Filistin
toplumunun etnografik incelemesini içeren, önemli ve çığır açıcı çalışmasında Rosemary
Sayigh, altmışlarda silâhlı mücadelenin ortaya çıkışını Filistin direniş
hareketinin en önemli gelişmesi olarak görüyor ve direnişi, genel sınıf
mücadeleleri ve üçüncü dünyanın mücadelesi bağlamına yerleştiriyor.[1]
Yazara
göre direnişin bu yeni yüzüne sadece gözetleme faaliyetleri, baskılar, sefalet
yüklü kamp hayatı değil, Filistinlilerin işgalden ve zulümden kurtuluş gayesine
ulaşmalarına Arap devletlerinin yardım etmemesi, bu konudaki hayal kırıklığı ve
güvensizlik de sebep oluyor.[2]
Filistinliler,
Suriye Baas partisine ve ondaki Arapların Birliği siyasetine de
güvenmiyorlar.[3] Bu noktada yeni sömürgecilik, politik ve şahsi hırslar sonucu
yaşanan yozlaşma, en önemli meseleler olarak gündeme geliyor.
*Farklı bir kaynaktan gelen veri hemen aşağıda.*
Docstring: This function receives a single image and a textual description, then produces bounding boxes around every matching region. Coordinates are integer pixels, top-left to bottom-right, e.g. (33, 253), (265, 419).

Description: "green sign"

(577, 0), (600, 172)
Silâhlı
mücadele[4] ve “gençlere, ezilenlere ve dışlananlara” yönelik çağrısı[5]
davanın temelini atıyor.
Fetih
bu süreçte, bu davanın “birleşik devrimci Arap gücünün oluşumu”nu[6]
hızlandıracağını, Arapların genel mücadelesine yeni bir itici güç temin
edeceğini, bu mücadelenin kendisini ABD’nin ekonomik ve politik hâkimiyetine
karşı üçüncü dünyanın verdiği mücadele bağlamına oturtacağını, Filistin direniş
hareketinin Arap dünyasındaki radikal unsurlara can katacağını ve rejimlerin
gerçek yüzünü açığa çıkartacağını düşünüyor.[7]
Yezid
Sayigh ise Fetih’in Arap mültecilerdeki güçsüzlük imajına karşı koyacak, genel
hikâyeyi değiştirecek bir şeylere ihtiyaç duyduğunu gördüğünü söylüyor.[8]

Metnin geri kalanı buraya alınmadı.